Christians in the Holy Land have new advocates half a world away.
Several Catholics from the Archdiocese of Baltimore were invested as Knights of the Holy Sepulchre during an Oct. 30 Mass at the Basilica of the National Shrine of the Assumption of the Blessed Virgin Mary in Baltimore.
They joined other newly invested knights from several dioceses and archdioceses in pledging to defend the church and undertake works of charity with a “deep spirit of faith and love.”
Ladies of the Holy Sepulchre were also invested, promising to let their actions and minds “be turned to the land of the Redeemer” and taking care “that his holy name be spread and loved everywhere.”
The investiture Mass, celebrated for the Middle Atlantic Lieutenancy of the Knights and Ladies of the Holy Sepulchre, represented the first time the celebration was held in Baltimore.
The newly invested knights from the Baltimore archdiocese include Patrick J. Madden, Daniel L. Medinger and Michael D. Sullivan.

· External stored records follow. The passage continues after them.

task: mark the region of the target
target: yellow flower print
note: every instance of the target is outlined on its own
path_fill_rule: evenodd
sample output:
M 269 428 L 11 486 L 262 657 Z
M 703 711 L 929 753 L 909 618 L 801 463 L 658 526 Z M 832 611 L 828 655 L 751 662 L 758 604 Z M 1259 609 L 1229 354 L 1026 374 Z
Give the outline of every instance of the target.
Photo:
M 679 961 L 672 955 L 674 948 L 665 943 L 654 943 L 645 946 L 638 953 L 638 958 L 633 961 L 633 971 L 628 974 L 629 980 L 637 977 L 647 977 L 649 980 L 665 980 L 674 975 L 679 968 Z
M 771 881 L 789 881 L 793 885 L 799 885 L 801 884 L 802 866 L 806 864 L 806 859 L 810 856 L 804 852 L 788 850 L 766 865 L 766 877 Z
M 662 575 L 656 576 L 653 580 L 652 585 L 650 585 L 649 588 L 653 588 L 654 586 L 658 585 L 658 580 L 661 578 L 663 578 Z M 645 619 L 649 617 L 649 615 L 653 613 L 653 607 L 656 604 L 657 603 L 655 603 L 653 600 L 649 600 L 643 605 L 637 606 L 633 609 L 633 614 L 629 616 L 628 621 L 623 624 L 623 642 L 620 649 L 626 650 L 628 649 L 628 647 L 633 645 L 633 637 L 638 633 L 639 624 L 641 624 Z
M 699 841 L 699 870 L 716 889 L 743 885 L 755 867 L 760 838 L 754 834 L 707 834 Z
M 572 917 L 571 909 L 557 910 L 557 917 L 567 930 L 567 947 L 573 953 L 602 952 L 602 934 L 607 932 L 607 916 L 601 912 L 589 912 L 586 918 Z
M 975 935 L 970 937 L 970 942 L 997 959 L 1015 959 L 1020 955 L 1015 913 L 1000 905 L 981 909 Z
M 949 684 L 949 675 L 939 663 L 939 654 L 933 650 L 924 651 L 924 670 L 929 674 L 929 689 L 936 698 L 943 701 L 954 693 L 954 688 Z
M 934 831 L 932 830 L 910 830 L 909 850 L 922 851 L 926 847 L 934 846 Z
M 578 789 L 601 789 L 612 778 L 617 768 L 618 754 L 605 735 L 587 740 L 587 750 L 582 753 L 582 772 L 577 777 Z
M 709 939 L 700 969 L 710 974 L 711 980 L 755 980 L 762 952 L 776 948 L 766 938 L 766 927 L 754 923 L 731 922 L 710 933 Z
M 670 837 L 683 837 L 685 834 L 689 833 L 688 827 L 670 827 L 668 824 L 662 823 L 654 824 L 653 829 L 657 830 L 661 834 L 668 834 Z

Sulpician Father Thomas R. Hurst was invested as a priest knight.
“The purpose of the order is to help sustain the Christian presence in the Holy Land,” said Michael Ruck, a basilica parishioner who serves as a Knight Commander with Star.
“We work to help different schools and organizations in the Holy Land and help those Christians who wish to stay in the Holy Land stay there,” he said, noting that only about 3 percent of the population in the Holy Land is Christian.
In an Oct. 29 vigil service at the basilica, several knights and ladies from the Baltimore archdiocese were among those promoted to higher ranks or publically recognized with honors.
Monsignor Jeremiah F. Kenney was presented with the Cross of the Order of Merit with Silver Star – the order’s highest honor given to a Knight of the Holy Sepulchre. Monsignor Kenney, judicial vicar emeritus with the Archdiocese of Baltimore, was the only knight in the country to be recognized with the honor.
A degree signed by Cardinal John Foley, grand master of the Equestrian Order of the Holy Sepulchre of Jerusalem, called Monsignor Kenney a “man of singular excellent character among all other men” and a “most noble officer of the divine service of the Lord in the priesthood.”
Elias M. Shomali was promoted to the rank of Knight Commander and Janet M. Shomali was promoted to the rank of Lady Commander.
Bishop F. Richard Spencer, auxiliary bishop for the Archdiocese for U.S. Military Services and a former priest of the Archdiocese of Baltimore, was promoted to the rank of Knight Commander with Star, as was Donald J. Slowinski. Val Jean Dorothy Slowinski was promoted to the rank of Lady Commander with Star.
Monsignor Kenney noted that the Knights of the Holy Sepulchre represent the only pontifical order of knighthood whose purpose is to protect the Christian presence in the Holy Land. It was founded in 1099 by Godfrey de Bouillon, Monsignor Kenney said.
In his Oct. 30 homily, Archbishop O’Brien said members of the order enjoy a missionary mandate to defend and promote all the teachings of the church. Such a mandate is not optional to any believer, he said, and “surely not to members of an order committed to the defense and spread of a faith fiercely attacked today in the mass media, academia and the public sector for daring to represent views not politically correct in secular circles.”
Archbishop O’Brien succeeded Cardinal Keeler as the Grand Prior of the Middle Atlantic Lieutenancy. Cardinal Keeler retired from the position.
“Mary, intercede for the success of our Equestrian Order of the Holy Sepulchre of Jerusalem around the world and, surely, here in our beloved land,” Archbishop O’Brien said. “Pray that this lieutenancy, enriched by new and zealous knights and ladies, may be persevering in our shared beliefs and in our innovative, generous and courageous efforts in the spread of our treasured faith.”